HARARE, Zimbabwe's State-owned power utility, Zesa Holdings, has informed its employees that it is unable to honour a 2012 collective bargaining agreement reached with them because of financial constraints and has urged the workers to call off a planned strike.

Zesa employees have threatened to strike after the power utility failed to honour the agreement which obliges it to pay workers according to seniority and qualification.

The union has put in a modest demand of 50 per cent cost of living adjustment in order to cushion workers from the rising cost of living. The demonstration sought to warn Zesa that it should adjust employees' salaries or face collective job action, said the General Secretary of the National Energy Workers Union of Zimbabwe, Thomas Masvingwe, in December last year.

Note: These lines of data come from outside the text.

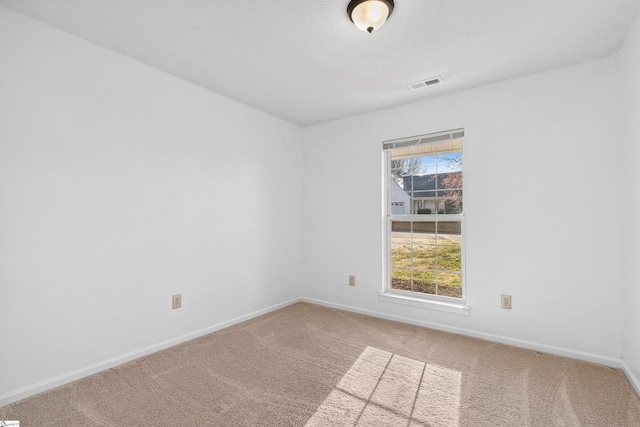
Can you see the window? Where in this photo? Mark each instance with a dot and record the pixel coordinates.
(424, 217)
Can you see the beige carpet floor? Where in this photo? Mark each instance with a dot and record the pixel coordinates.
(315, 366)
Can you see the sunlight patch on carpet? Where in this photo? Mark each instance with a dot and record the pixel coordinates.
(383, 388)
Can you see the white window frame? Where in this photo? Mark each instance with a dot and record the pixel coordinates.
(388, 294)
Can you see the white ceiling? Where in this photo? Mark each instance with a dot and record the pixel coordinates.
(304, 61)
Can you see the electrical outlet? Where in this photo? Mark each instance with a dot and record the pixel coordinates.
(176, 301)
(506, 301)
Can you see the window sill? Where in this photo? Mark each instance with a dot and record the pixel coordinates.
(449, 307)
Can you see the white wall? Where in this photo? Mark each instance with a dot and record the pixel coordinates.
(629, 63)
(538, 151)
(120, 186)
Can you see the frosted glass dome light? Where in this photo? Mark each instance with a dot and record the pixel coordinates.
(369, 15)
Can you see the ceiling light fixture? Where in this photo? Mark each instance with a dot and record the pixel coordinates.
(369, 15)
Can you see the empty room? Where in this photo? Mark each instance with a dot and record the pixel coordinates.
(319, 213)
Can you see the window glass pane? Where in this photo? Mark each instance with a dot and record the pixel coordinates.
(449, 258)
(424, 256)
(424, 282)
(452, 201)
(450, 285)
(401, 254)
(449, 230)
(426, 179)
(401, 279)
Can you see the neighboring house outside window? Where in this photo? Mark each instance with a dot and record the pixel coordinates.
(424, 217)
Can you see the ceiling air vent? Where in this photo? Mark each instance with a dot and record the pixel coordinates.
(424, 83)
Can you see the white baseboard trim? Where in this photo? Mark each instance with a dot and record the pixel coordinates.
(635, 381)
(22, 393)
(49, 384)
(543, 348)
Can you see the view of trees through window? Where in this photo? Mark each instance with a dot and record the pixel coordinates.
(426, 245)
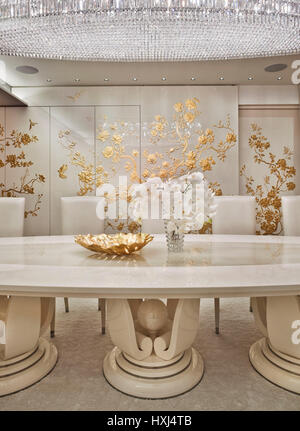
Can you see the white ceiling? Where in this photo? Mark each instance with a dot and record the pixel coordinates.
(63, 73)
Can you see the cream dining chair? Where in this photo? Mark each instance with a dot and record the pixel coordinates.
(291, 215)
(78, 216)
(235, 215)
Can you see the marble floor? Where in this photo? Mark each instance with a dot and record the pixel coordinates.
(229, 382)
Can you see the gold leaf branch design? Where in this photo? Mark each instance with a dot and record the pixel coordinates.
(89, 178)
(279, 179)
(189, 143)
(26, 186)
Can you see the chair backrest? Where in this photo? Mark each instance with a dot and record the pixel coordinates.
(78, 215)
(12, 216)
(235, 215)
(291, 215)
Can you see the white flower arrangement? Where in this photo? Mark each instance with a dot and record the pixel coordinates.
(187, 202)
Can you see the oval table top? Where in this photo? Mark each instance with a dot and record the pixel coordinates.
(210, 266)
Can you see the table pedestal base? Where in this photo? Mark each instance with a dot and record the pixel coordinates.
(22, 371)
(153, 378)
(278, 368)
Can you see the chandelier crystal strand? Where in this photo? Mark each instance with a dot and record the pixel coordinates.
(149, 30)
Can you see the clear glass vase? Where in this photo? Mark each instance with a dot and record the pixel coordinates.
(175, 240)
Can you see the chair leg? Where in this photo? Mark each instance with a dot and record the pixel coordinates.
(250, 307)
(66, 304)
(217, 315)
(102, 304)
(52, 324)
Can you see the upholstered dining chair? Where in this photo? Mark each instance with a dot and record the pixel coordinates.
(78, 216)
(12, 216)
(291, 215)
(235, 215)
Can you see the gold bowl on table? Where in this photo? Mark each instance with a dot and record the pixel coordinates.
(120, 243)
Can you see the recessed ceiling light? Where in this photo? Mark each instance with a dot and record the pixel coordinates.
(276, 67)
(28, 70)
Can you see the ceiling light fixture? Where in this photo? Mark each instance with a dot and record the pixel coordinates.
(149, 30)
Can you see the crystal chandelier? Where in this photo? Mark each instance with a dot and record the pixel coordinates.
(149, 30)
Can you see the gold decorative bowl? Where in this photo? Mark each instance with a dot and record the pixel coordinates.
(120, 243)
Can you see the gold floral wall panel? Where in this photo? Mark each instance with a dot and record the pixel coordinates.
(188, 128)
(27, 164)
(2, 150)
(72, 156)
(98, 133)
(118, 153)
(268, 161)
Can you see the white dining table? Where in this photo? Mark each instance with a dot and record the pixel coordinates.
(153, 355)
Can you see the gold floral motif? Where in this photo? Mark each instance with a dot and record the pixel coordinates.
(280, 179)
(61, 171)
(27, 182)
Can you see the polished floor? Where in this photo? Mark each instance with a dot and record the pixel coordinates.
(229, 382)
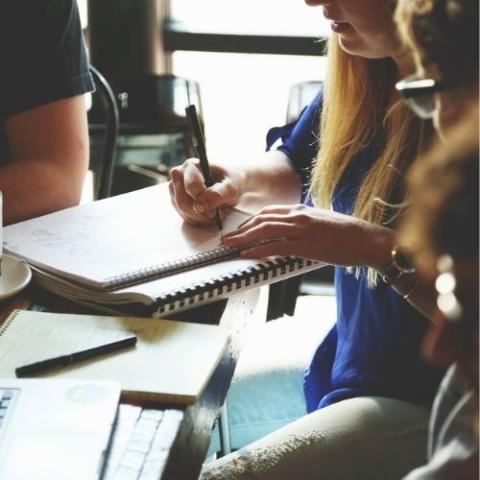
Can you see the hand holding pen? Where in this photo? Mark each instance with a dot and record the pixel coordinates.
(201, 152)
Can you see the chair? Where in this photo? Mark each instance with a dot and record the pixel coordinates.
(104, 167)
(275, 375)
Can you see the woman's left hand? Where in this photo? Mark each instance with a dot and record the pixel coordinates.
(312, 233)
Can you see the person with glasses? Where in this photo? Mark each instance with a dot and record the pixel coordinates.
(367, 390)
(444, 37)
(44, 150)
(441, 225)
(441, 230)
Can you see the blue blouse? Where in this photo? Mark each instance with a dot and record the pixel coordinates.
(374, 348)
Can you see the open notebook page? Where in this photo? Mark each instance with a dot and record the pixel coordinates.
(111, 237)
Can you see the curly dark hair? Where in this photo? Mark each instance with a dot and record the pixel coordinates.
(444, 36)
(443, 217)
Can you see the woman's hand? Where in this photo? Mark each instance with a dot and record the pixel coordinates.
(194, 201)
(315, 234)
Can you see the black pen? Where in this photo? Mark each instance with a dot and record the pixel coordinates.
(65, 360)
(199, 146)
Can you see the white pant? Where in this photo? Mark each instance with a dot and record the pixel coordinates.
(365, 438)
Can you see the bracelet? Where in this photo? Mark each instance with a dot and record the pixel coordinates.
(407, 295)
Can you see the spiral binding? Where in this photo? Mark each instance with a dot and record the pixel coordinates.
(8, 321)
(168, 268)
(218, 286)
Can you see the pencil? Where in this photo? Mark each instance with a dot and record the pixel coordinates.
(199, 146)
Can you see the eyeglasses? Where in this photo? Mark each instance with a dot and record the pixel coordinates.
(448, 302)
(418, 94)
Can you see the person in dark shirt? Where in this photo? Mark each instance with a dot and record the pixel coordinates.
(43, 124)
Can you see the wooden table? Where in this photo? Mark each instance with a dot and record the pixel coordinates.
(191, 443)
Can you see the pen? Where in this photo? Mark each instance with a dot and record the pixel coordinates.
(201, 151)
(64, 360)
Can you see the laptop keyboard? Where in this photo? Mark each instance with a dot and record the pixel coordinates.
(6, 398)
(141, 443)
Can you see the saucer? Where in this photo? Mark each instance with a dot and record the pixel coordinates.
(15, 275)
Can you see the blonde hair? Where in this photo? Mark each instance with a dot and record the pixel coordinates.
(357, 111)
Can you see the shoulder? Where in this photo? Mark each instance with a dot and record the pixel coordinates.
(42, 54)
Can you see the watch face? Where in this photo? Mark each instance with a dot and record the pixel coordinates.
(402, 262)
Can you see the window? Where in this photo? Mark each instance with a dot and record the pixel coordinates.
(245, 94)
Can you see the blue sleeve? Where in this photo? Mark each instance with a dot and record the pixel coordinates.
(300, 140)
(42, 53)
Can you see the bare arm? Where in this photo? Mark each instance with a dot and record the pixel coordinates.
(48, 159)
(330, 237)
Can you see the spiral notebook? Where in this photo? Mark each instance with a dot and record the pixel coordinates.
(133, 253)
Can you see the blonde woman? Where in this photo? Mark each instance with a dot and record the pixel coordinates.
(367, 390)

In a state here Sunday, Zesa Holdings said it was unable to effect the pay rise because of financial incapacity. It (Zesa) was and remains technically insolvent as evidenced by a net liability position of 479 million US dollars as at December 2012. It has been on a loss-making trend with an audited accumulated loss position of 217 million USD in 2016 which is projected at 393 million USD by December 2017, the company said.

The utility is also continuously faced with inauspicious demands for increases in conditions of service. It is, however, constrained to accede to these demands as they currently stand. To do so would cripple service delivery and further worsen the already precarious financial position.

Zesa said it would seek to engage its employees to find an amicable solution, highlighting that the industrial action, if it happened, would negatively impact on operations. The power utility is however putting in place contingency measures to manage and mitigate against the action to ensure that the public is not unduly inconvenienced, the company said.

Zesa Holdings, which has around 7,000 employees, owes its workers millions of dollars in unpaid salaries accrued from the 2012 collective bargain agreement.